For this example, I will be performing a t-test to see if the weights of male and female mosquitoes are statistically different. In the process, we will learn how to define variables in both the R and Python chunks, and see how to interface variables between the two scopes. Note, the weights of mosquitoes are log-normal, meaning their weights are normally distributed if transformed with the natural log.
# Untransformed data of mosquito weights (female, male)
f = [0.291, 0.208, 0.241, 0.437, 0.228, 0.256, 0.208, 0.234, 0.320]
m = [0.185, 0.222, 0.149, 0.187, 0.191, 0.219, 0.132, 0.144, 0.140]
# print pair of two weights
print("female","male")
## female male
for pair in zip(f,m):
print(pair)
## (0.291, 0.185)
## (0.208, 0.222)
## (0.241, 0.149)
## (0.437, 0.187)
## (0.228, 0.191)
## (0.256, 0.219)
## (0.208, 0.132)
## (0.234, 0.144)
## (0.32, 0.14)
However, these weights are log-normal.

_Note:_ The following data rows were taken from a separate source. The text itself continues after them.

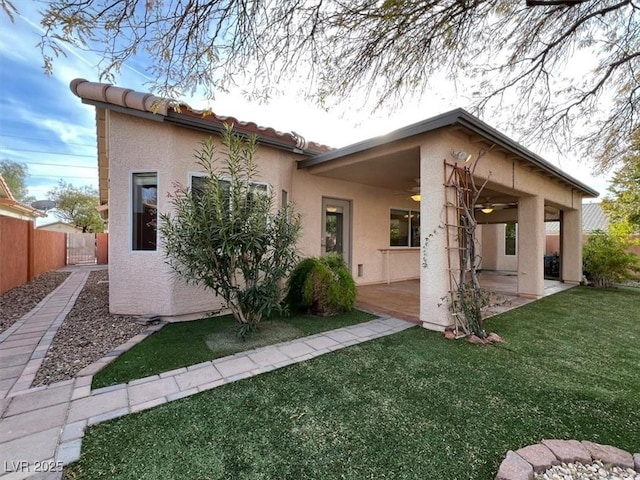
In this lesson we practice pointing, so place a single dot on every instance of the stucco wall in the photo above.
(370, 209)
(140, 281)
(493, 249)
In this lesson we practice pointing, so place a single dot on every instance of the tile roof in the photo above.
(110, 95)
(8, 200)
(593, 218)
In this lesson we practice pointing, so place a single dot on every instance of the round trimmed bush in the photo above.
(323, 286)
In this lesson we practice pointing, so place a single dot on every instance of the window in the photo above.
(510, 236)
(145, 211)
(404, 228)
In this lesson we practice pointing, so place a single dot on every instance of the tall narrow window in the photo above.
(510, 236)
(145, 211)
(404, 228)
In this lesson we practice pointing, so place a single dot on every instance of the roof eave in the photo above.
(454, 117)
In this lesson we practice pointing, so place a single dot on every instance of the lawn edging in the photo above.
(524, 463)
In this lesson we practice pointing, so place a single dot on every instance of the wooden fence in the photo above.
(26, 252)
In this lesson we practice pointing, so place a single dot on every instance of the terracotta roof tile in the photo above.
(127, 98)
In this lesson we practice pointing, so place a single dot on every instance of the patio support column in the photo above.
(434, 283)
(571, 245)
(531, 244)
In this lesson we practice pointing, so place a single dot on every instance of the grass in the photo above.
(407, 406)
(187, 343)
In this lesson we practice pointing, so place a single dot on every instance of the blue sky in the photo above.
(45, 126)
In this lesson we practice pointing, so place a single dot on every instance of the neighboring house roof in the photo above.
(60, 226)
(9, 206)
(593, 218)
(455, 118)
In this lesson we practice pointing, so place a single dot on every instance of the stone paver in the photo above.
(195, 378)
(152, 390)
(49, 422)
(544, 456)
(97, 404)
(26, 342)
(38, 420)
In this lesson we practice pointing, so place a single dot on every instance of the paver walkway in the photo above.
(41, 429)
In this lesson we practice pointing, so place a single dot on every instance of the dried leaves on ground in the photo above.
(20, 300)
(87, 334)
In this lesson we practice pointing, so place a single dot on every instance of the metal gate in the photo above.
(81, 248)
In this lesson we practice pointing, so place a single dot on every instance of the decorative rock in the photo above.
(609, 455)
(514, 467)
(494, 338)
(568, 451)
(539, 456)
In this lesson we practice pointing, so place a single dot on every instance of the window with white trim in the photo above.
(144, 213)
(510, 238)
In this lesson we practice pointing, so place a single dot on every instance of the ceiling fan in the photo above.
(488, 206)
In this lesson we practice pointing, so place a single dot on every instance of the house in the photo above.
(60, 227)
(10, 207)
(593, 218)
(383, 203)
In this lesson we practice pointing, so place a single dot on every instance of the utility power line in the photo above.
(60, 165)
(50, 153)
(47, 139)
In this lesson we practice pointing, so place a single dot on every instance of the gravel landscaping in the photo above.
(20, 300)
(87, 334)
(593, 471)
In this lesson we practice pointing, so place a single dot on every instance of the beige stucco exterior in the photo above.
(156, 291)
(373, 177)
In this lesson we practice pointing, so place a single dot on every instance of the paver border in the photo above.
(524, 463)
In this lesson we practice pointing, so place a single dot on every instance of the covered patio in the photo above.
(402, 299)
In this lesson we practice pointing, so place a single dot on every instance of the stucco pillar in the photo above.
(571, 241)
(434, 283)
(531, 244)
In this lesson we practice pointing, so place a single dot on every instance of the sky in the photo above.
(45, 126)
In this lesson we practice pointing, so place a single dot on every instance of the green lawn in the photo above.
(407, 406)
(187, 343)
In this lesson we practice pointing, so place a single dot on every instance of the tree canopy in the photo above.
(77, 206)
(565, 72)
(16, 174)
(623, 202)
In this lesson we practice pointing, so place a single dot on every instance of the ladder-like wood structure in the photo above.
(457, 194)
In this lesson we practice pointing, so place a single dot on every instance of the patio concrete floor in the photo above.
(402, 299)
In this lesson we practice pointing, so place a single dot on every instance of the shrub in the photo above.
(606, 261)
(322, 285)
(225, 236)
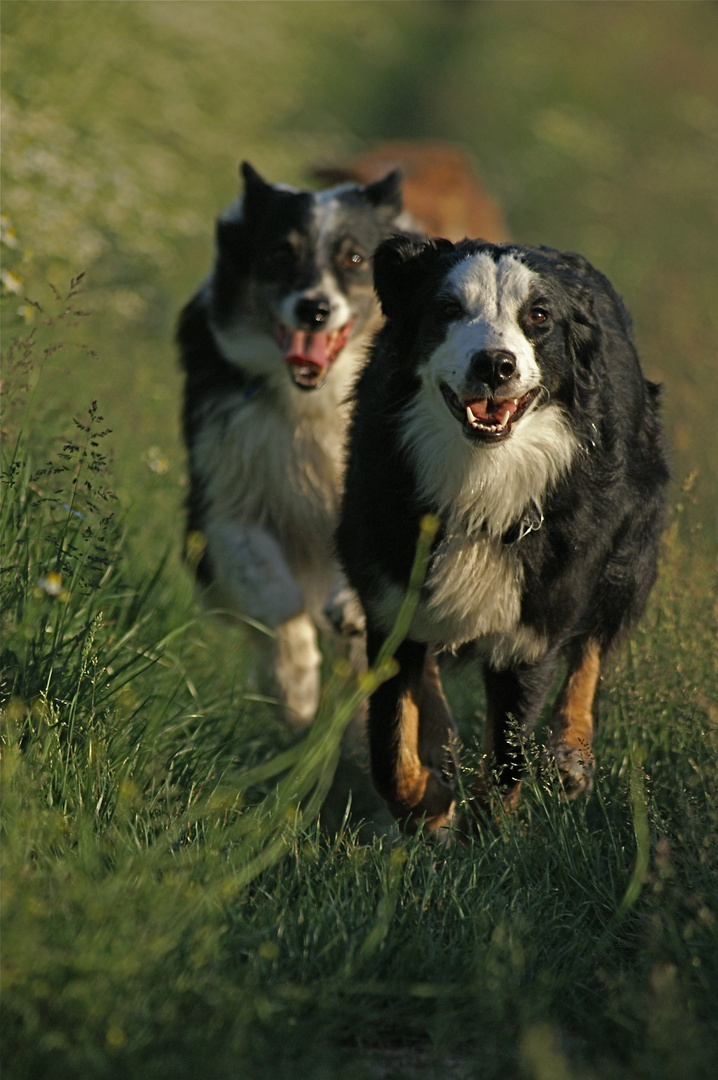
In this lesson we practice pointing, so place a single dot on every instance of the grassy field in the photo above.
(167, 913)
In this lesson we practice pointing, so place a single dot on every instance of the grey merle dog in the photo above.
(271, 345)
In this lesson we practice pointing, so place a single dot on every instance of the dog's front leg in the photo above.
(573, 719)
(410, 736)
(514, 699)
(251, 575)
(252, 578)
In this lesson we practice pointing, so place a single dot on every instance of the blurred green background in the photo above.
(594, 124)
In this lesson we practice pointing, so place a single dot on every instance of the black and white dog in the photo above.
(270, 346)
(504, 396)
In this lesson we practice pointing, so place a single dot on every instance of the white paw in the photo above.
(576, 768)
(344, 611)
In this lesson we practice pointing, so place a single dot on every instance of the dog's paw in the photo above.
(344, 612)
(576, 768)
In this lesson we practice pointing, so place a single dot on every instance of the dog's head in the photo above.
(491, 332)
(295, 267)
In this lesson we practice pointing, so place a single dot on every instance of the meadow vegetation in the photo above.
(174, 903)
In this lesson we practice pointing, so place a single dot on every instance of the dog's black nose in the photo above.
(493, 366)
(312, 311)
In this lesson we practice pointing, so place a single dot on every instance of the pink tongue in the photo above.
(308, 348)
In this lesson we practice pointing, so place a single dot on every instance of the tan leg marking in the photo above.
(424, 729)
(572, 724)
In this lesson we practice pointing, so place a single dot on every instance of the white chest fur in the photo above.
(275, 468)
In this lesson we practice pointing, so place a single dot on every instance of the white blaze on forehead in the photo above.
(491, 289)
(492, 294)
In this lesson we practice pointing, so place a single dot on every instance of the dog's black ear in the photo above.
(404, 268)
(387, 192)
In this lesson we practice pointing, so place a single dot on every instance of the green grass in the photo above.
(141, 937)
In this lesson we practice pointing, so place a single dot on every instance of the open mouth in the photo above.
(487, 419)
(309, 356)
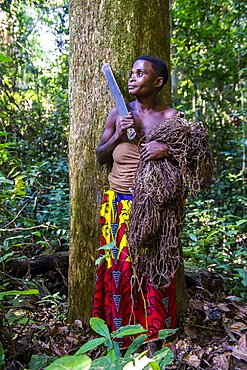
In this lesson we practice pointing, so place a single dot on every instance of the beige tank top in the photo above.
(126, 157)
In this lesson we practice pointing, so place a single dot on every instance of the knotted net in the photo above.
(161, 188)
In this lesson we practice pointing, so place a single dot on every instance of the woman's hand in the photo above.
(123, 123)
(153, 151)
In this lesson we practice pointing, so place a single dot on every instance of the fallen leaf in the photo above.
(189, 332)
(242, 341)
(196, 304)
(192, 360)
(223, 307)
(240, 353)
(221, 362)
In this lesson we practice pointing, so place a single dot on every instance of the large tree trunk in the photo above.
(101, 31)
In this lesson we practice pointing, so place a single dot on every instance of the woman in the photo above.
(119, 299)
(136, 277)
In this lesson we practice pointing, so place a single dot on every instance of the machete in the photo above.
(118, 97)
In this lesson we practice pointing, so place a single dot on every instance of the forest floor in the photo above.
(212, 333)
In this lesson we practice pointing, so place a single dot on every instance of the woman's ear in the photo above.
(159, 81)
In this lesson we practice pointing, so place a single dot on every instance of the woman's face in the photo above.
(143, 78)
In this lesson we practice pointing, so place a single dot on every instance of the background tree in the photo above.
(100, 31)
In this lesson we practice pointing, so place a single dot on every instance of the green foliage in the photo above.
(113, 359)
(209, 84)
(34, 122)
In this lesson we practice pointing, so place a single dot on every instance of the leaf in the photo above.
(137, 342)
(18, 292)
(154, 365)
(71, 363)
(238, 326)
(111, 355)
(240, 353)
(128, 330)
(162, 334)
(37, 362)
(192, 360)
(101, 363)
(91, 344)
(164, 354)
(4, 59)
(193, 237)
(99, 326)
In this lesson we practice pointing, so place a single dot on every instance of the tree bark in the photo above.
(115, 32)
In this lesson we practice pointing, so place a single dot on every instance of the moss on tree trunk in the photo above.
(115, 32)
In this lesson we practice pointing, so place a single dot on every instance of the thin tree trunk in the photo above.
(115, 32)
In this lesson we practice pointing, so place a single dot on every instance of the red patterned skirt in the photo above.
(118, 299)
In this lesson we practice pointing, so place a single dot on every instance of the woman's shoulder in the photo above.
(169, 112)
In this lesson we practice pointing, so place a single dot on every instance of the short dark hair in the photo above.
(158, 65)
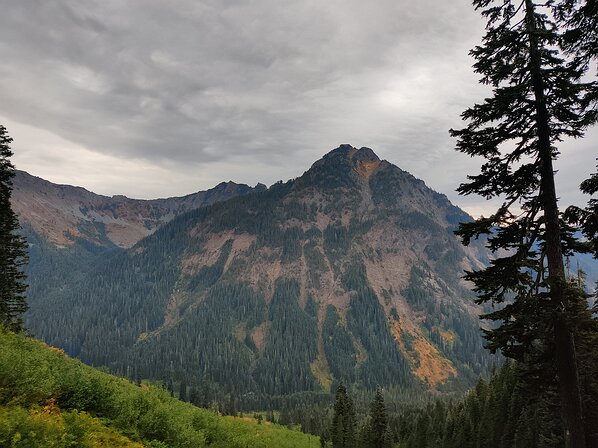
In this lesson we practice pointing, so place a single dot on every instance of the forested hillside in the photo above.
(48, 400)
(349, 273)
(69, 229)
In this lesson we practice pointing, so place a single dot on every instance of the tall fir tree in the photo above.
(538, 99)
(13, 253)
(342, 429)
(378, 435)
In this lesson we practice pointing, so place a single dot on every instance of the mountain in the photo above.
(70, 229)
(49, 400)
(63, 214)
(349, 273)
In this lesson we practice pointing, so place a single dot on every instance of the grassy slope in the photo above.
(50, 400)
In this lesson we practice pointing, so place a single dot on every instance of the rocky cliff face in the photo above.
(63, 214)
(350, 272)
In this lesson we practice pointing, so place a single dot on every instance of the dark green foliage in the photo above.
(208, 275)
(342, 429)
(13, 255)
(384, 365)
(377, 434)
(538, 99)
(285, 364)
(47, 399)
(240, 336)
(339, 349)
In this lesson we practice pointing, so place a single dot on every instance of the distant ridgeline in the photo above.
(348, 273)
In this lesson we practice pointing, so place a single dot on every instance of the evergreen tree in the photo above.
(342, 429)
(538, 99)
(379, 434)
(13, 253)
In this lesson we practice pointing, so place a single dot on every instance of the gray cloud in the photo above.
(198, 92)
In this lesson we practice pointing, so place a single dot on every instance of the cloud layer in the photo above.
(159, 98)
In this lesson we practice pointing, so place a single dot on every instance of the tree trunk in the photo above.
(563, 338)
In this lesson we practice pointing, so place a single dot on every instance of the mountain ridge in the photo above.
(64, 213)
(349, 273)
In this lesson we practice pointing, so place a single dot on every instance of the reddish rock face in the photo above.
(63, 213)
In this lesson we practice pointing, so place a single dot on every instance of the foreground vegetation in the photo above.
(50, 400)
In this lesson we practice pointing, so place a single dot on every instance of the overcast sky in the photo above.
(161, 98)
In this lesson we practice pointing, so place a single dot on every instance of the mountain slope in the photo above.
(50, 400)
(349, 273)
(70, 229)
(63, 214)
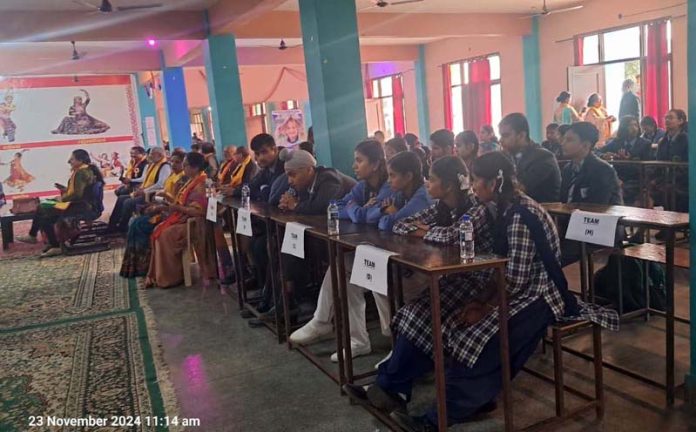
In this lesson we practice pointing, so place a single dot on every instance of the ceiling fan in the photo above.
(545, 11)
(384, 3)
(106, 6)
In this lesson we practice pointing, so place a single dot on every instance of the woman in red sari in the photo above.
(169, 239)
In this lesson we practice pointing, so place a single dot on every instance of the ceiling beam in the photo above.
(286, 24)
(117, 26)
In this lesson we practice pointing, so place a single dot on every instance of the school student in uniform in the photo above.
(374, 200)
(508, 223)
(586, 179)
(449, 185)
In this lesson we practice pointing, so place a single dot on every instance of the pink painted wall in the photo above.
(451, 50)
(557, 52)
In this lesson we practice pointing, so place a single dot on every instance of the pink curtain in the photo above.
(656, 83)
(579, 51)
(398, 99)
(447, 83)
(477, 95)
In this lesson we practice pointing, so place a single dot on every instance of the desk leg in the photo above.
(669, 281)
(273, 245)
(438, 353)
(338, 311)
(237, 259)
(7, 233)
(643, 188)
(583, 271)
(284, 295)
(504, 348)
(344, 353)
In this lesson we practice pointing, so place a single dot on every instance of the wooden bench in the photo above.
(560, 330)
(6, 221)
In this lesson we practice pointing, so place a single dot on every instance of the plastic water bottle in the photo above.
(466, 239)
(332, 218)
(246, 194)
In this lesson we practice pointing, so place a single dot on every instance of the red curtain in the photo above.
(398, 100)
(656, 83)
(447, 83)
(579, 51)
(477, 95)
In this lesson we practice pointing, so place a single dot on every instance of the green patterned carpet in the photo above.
(76, 341)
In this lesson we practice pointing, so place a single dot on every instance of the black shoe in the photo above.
(375, 397)
(412, 424)
(256, 323)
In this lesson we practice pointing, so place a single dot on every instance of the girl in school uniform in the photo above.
(510, 224)
(449, 185)
(377, 201)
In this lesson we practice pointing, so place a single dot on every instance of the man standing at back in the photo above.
(537, 169)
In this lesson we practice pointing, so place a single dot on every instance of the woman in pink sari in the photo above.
(169, 239)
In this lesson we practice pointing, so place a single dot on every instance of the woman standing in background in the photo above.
(565, 113)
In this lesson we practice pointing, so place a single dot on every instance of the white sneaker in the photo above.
(355, 351)
(311, 332)
(52, 252)
(26, 239)
(384, 360)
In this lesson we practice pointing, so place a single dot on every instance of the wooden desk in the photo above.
(261, 212)
(670, 167)
(669, 222)
(435, 261)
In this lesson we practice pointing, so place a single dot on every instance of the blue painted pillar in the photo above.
(225, 91)
(148, 115)
(532, 81)
(176, 107)
(422, 93)
(270, 107)
(334, 78)
(691, 68)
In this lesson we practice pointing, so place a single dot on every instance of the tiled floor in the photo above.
(239, 379)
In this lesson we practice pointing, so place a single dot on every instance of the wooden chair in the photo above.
(559, 331)
(189, 255)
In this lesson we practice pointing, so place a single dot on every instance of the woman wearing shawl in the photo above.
(169, 239)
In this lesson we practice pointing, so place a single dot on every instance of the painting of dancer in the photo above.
(78, 122)
(19, 177)
(8, 126)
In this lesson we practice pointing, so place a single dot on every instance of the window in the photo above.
(642, 53)
(475, 93)
(389, 92)
(290, 104)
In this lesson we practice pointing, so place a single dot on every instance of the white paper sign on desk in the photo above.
(370, 268)
(595, 228)
(293, 240)
(244, 222)
(211, 214)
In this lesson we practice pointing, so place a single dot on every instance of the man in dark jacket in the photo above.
(586, 179)
(630, 104)
(315, 186)
(271, 167)
(537, 169)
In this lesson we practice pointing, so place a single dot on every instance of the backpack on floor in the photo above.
(633, 278)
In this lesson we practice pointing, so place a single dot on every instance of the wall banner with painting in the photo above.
(289, 128)
(43, 119)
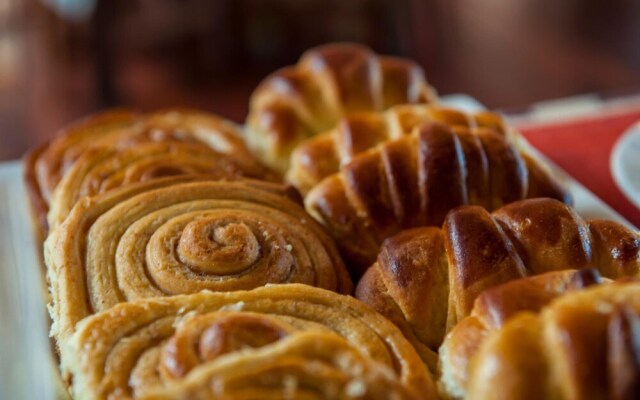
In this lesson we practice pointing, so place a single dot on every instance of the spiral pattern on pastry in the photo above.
(103, 168)
(322, 155)
(416, 180)
(281, 341)
(165, 237)
(122, 129)
(427, 279)
(584, 345)
(329, 82)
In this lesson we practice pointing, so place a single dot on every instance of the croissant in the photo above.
(281, 341)
(120, 130)
(181, 235)
(328, 83)
(493, 308)
(584, 345)
(322, 155)
(426, 279)
(415, 180)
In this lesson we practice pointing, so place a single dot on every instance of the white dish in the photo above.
(26, 370)
(625, 164)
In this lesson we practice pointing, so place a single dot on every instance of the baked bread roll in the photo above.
(427, 279)
(584, 345)
(282, 341)
(120, 130)
(329, 82)
(320, 156)
(415, 180)
(103, 168)
(492, 309)
(166, 237)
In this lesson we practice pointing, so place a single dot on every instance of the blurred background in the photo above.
(62, 59)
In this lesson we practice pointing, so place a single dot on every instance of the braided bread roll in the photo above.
(328, 83)
(320, 156)
(123, 131)
(584, 345)
(169, 237)
(427, 279)
(415, 180)
(281, 341)
(493, 308)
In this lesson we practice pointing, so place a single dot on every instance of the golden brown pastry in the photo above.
(584, 345)
(120, 130)
(427, 279)
(329, 82)
(320, 156)
(415, 180)
(493, 308)
(167, 237)
(279, 342)
(105, 167)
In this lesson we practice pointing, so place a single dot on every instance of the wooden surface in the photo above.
(150, 54)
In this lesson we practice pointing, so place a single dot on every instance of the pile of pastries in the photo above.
(353, 240)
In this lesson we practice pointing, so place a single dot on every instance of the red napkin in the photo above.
(583, 147)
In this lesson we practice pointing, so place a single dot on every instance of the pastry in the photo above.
(282, 341)
(329, 82)
(426, 279)
(181, 235)
(584, 345)
(119, 130)
(415, 180)
(493, 308)
(103, 168)
(320, 156)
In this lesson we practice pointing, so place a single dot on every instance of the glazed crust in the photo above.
(329, 82)
(180, 235)
(584, 345)
(322, 155)
(128, 137)
(281, 341)
(414, 181)
(427, 279)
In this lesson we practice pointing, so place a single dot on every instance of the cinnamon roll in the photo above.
(120, 131)
(166, 237)
(282, 341)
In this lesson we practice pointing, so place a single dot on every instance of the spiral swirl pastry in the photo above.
(416, 180)
(103, 168)
(584, 345)
(120, 130)
(322, 155)
(168, 236)
(278, 342)
(427, 279)
(329, 82)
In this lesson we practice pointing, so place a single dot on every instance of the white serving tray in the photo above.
(25, 360)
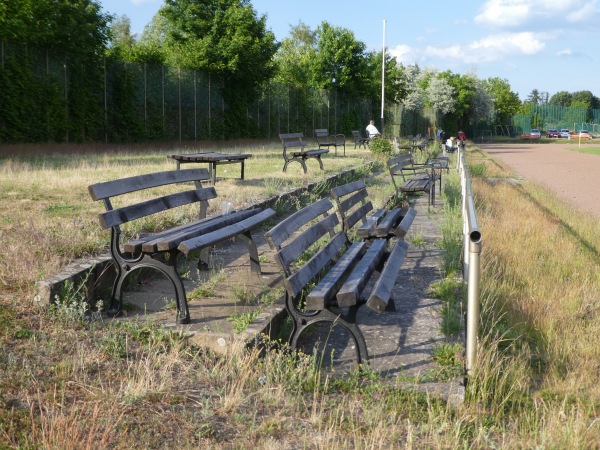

We can use NumPy to take the log of the mosquito weights.
import numpy as np
# find the log weights
f_log = np.log(f)
m_log = np.log(m)
R is most well known for its statistical packages, so lets make use of them! First, we’ll import the library reticulate, which can help us interface Python variables with R functions. Then we will be able to use Python-defined variables using the py$ prefix in the R chunk.
library(reticulate)
## Warning: package 'reticulate' was built under R version 4.0.5
# perform a t-test in R
p_value <- t.test(py$f_log, py$m_log)$p.value
Now, lets see what the p-value is. We can access R-defined variables by using the r. prefix.
print(round(r.p_value,4))
## 0.0009
Great! We see that the p-value of the log-normal mosquito weights is less than 0.05, so we can reject the null hypothesis and state that the mean weights of male and female mosquitoes are different.
Programming languages are tools. As smart problem-solvers, we can now have more tools at our disposal to analyze data with ease! Happy coding.